Now I see why the defense attorneys sought to have the entire tape played for the jury. It is no help to the government’s case, not at all. Indeed, it supports John Junior’s claim that he quit the crime family with his father’s blessing. Watching the meeting between these two men and listening to the conversation, however difficult to understand
at times, it is clear that John Junior did ask for his father’s permission to plead guilty so that he could, in his words, “have closure . . . and give the government their pound of flesh,” do some time and live to make it out of prison in time to once again become an active, free man and personally involved father to his own kids and his father’s many grandchildren. At first, Senior demands of his son, “Where’s your dignity, John? Where’s your manhood?” He says, “Closure? That’s a word for overeducated and underintelligent motherfuckers.” But then, about three-quarters of the way through the meeting, there is an amazing moment, a kind of transformation as the godfather changes and becomes a father.
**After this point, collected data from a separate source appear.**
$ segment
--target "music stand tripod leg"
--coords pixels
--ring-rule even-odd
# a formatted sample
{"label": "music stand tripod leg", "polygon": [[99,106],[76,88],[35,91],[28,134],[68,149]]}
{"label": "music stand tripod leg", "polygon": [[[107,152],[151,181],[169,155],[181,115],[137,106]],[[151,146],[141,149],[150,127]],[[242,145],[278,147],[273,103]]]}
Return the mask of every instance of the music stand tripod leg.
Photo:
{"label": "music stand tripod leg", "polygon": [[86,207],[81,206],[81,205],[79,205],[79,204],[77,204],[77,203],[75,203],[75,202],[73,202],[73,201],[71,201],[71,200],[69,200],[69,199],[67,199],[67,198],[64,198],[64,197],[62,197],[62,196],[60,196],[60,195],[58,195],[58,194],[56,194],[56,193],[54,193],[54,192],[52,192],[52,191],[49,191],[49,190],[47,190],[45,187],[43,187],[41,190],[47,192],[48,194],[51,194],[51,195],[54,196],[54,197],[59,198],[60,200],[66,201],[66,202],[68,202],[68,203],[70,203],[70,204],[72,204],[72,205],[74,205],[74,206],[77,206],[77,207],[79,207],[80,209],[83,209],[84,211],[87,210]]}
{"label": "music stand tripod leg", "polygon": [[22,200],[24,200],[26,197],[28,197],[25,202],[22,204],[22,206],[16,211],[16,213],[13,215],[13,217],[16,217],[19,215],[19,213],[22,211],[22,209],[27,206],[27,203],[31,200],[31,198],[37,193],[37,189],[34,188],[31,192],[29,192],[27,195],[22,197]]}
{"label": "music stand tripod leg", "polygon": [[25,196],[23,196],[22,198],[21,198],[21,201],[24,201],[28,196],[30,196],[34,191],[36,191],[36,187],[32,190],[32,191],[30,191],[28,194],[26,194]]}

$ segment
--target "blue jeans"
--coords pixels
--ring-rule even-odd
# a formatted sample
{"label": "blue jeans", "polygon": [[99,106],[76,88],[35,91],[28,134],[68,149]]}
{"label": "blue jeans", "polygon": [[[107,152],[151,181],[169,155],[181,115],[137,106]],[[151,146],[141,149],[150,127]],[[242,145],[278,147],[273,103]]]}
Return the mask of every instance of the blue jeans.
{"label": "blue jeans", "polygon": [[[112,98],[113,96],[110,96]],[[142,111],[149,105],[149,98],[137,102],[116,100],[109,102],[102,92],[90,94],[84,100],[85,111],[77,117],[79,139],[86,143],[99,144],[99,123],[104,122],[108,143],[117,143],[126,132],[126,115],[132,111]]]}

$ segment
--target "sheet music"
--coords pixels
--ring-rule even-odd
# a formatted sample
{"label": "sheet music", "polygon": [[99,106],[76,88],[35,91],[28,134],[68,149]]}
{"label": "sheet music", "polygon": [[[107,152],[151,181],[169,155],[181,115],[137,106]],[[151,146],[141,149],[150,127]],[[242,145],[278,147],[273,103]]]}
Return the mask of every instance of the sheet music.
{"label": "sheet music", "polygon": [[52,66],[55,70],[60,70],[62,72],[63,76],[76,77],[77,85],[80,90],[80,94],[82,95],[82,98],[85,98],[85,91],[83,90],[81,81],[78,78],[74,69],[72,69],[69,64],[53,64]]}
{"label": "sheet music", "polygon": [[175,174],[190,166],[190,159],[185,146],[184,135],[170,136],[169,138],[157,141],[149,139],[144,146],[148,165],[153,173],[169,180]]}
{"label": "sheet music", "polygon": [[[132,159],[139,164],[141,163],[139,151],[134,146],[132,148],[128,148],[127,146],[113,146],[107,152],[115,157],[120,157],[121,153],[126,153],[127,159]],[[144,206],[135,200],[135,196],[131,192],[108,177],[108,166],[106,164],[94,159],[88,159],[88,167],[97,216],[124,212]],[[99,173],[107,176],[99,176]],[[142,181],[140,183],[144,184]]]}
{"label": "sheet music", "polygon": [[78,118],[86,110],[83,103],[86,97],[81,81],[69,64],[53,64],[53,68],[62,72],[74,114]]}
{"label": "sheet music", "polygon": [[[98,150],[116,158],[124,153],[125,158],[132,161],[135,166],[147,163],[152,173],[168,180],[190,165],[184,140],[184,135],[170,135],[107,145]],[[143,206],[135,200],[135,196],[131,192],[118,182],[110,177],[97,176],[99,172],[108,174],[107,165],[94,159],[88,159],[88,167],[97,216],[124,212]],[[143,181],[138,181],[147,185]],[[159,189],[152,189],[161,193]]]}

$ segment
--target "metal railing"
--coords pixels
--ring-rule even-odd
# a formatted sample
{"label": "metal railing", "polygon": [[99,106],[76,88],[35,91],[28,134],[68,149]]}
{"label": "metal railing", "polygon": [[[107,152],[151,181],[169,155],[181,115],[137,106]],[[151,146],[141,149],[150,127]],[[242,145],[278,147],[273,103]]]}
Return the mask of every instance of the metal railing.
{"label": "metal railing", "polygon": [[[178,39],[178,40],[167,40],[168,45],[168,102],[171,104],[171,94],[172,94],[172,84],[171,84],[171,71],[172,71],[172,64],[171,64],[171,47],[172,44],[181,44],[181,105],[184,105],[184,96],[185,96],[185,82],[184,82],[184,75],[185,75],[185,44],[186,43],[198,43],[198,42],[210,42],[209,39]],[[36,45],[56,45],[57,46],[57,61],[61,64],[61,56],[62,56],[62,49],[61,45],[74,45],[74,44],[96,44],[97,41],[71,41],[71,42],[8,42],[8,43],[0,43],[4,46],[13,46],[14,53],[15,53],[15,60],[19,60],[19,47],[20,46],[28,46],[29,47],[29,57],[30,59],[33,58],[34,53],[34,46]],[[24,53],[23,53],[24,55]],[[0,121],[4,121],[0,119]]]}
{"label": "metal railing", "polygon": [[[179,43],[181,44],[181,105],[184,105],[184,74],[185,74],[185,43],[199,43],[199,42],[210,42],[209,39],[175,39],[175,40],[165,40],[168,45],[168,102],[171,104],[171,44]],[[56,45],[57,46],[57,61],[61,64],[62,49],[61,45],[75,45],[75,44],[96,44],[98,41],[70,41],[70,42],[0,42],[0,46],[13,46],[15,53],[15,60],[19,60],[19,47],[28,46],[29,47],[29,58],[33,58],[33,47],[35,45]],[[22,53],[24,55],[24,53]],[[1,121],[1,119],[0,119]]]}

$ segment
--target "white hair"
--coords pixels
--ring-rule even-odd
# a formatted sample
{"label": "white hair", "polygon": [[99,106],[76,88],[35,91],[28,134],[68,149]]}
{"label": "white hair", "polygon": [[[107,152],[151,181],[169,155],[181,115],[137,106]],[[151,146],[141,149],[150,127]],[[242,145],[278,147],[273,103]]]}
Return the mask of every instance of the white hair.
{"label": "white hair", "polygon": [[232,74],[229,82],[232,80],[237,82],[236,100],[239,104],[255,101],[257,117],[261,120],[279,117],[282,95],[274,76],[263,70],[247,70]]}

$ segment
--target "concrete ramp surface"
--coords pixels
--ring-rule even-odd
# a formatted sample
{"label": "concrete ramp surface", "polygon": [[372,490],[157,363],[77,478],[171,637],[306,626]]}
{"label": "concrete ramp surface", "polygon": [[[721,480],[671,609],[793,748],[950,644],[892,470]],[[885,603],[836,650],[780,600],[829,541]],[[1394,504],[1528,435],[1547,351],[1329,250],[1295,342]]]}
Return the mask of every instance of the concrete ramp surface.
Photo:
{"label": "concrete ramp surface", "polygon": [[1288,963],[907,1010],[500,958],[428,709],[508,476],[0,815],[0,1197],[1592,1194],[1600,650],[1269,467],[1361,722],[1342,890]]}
Gotti Senior looks at John Junior and sees his son for who he is: a man who has found his dignity and his manhood not in being a crime boss but in being a husband to his wife and a father to his children. Senior tells him, “There’s nothing in the world, no one in the world I love more than you, John.”
John Junior replies, “I’m not one tenth the man that you are.”
Senior says, “No, John, when it comes to being a father and a husband, you’re ten times the man I am.” He appears to have given up.
But Gotti Senior did not rise to become the boss of the Gambino Crime Family and Boss of All Bosses by chance or simply by force, nor even by acquiescing to the will of others. The man is a master manipulator, and a brilliant negotiator. He has a physical presence that cannot be denied, even as he is a disfigured ghost of his former self. He killed and connived his way to the top of the mob. He broke all the rules, including the ultimatum that a boss is beyond reproach, and certainly must never be murdered by his own men. And Gotti’s ability to control other men, not excluding his own son, comes through over the course of the meeting in such a way that by the time he has given John Junior his permission to plead guilty to the government’s charges against him, even to move on with his life, Senior manages through sheer egoism, by relating everything that happens in the world to him and to his view of how things must and should be done, to turn it all around. By giving in, by giving John Junior what he asks for, what he thinks he wants, he causes his son to question his motives, question the very idea of who he is, and finally to change his mind.